Aida’s nervousness fluttered dormant feelings in her. “Pardon?”
“If the Gods control fate, then they helped me meet you. It’s true, you’re unlike many of the women I've met, but that’s not a bad thing. They all act like dolls, all perfect and pristine and always kissing up to me and my parents. And who could blame them? It earned them advantages to be fake. But ever since I met you back in that library, I knew you were different.”
“What, because I read? Newsflash, Your Highness, but a lot of girls like to read.”
“That’s not what I meant. I meant you, throwing your cane at the Constable. I meant you, staying so strong despite the world constantly fucking you over. You challenge me, Aida, and that’s something no man or woman has ever done before.” She laughed. “Goodness, you’re so guarded. Take a flirty compliment when you get one.”
Aida gawked up at the ceiling. Compliment? Where had she given her a compliment? She’d just accused her of being odd, and she heard that enough times at home and around Durante Academy to know that was true. And she wasn’t guarded. She never held anything back and she always spoke her mind. But flirting? No, no way. When, and why? Why her?
Not that people couldn’t. Good for them for trying. She even encouraged it at times. When she’d spent most of her days without speaking to a single living soul, she sometimes pictured a person by her side. Being married to them and cooking for them. Having a child with them or finding one to have like Missus and Mi’Sharma. But she’d also pictured a cat in this scenario, though she surmised that having a person did have its charm.
She supposed.
She covered her mouth as her brain shamefully went against her will and imagined such a thing. Her, having a person like Lorian. Sleeping on one couch instead of two. Maybe the same bed when neither of them were high and they just enjoyed being near each other. Having sex.
She hated it. She wanted to stitch herself up and keep that discomfort out. She was born different, she couldn’t give Lorian all the things she wanted. Why was she doing this to her? And why was she insinuating that she wanted to pursue her? Nobody pursued her, who would?
“Anyway,” Lorian said, rolling over. “I’m gonna turn in for the night. Goodnight.”
“…Night?” she said in a question. While she too was tired, Lorian had left her with more questions today than ever, and she believed they had much more to talk about.
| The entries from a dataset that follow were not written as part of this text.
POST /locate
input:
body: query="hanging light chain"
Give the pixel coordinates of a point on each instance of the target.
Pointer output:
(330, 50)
But the words slipped away. Night settled in around them, and the time to question Lorian’s wording faded into the next morning.
;;
They woke up to the smell of sausages and eggs and the sound of bacon popping in a skillet. Mi’Sharma was skilled with cooking and often took over the morning and evening meals. Missus Sharma was readying the children for school, tidying their uniforms to some thirty-kid school for Visatorre. Aida knew they existed, just not in Bělico. There, most Visatorre either dropped out or didn’t enroll due to bullying or peer-pressure, and they were forced to keep working the land or find an apprenticeship for an old farm couple.
“Is there anything I can help with?” Lorian asked. She’d dressed and cleaned herself for the day. Aida was still waking up in the bathroom mirror.
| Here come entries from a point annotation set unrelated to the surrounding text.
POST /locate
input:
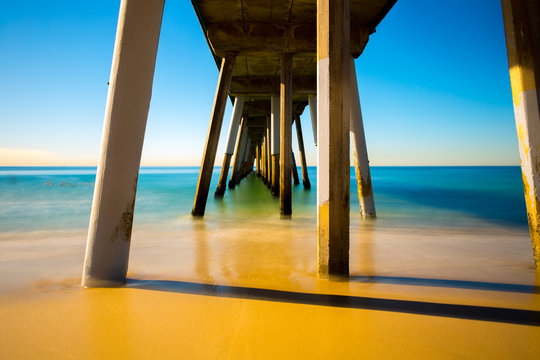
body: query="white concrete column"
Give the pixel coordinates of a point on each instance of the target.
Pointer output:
(235, 123)
(128, 100)
(522, 29)
(231, 142)
(333, 171)
(275, 121)
(359, 149)
(312, 101)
“Oh, dear, sit down. Chrissie and Onti will be heading off to school in—Goodness, now! Off, you two, hurry, or you'll miss roll!”
“Wait!” Mi’Sharma swung around her skillet and divided her eggs onto two plates. Chrissie and Onti gobbled them down as politely as two hurrying children could.
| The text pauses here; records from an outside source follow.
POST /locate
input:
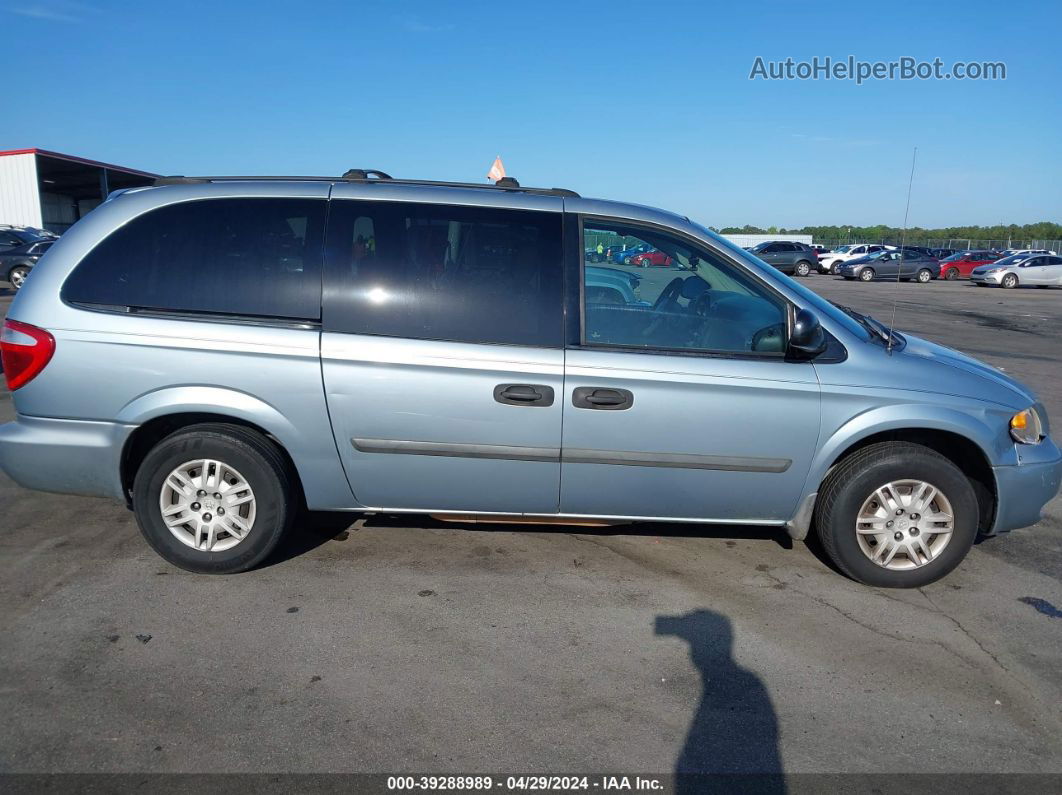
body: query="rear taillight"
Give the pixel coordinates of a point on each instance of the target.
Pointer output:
(26, 350)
Aida hid her amusement by braiding her hair. Normally, her sisters would hog up the bathroom for hours and force her to get ready in her room with her hand mirror. She’d never started the morning off warmly, with a family not yelling at each other for stupid reasons. This family, she decided, was pretty alright.
Someone knocked on the door. Lorian, who was closest to the windows, went to go answer it.
Then she froze mid-stride.
Aida exited the bathroom, brandishing her cane as a sudden weapon.
Lorian gulped. “It’s Carmine,” she said. “He found us.”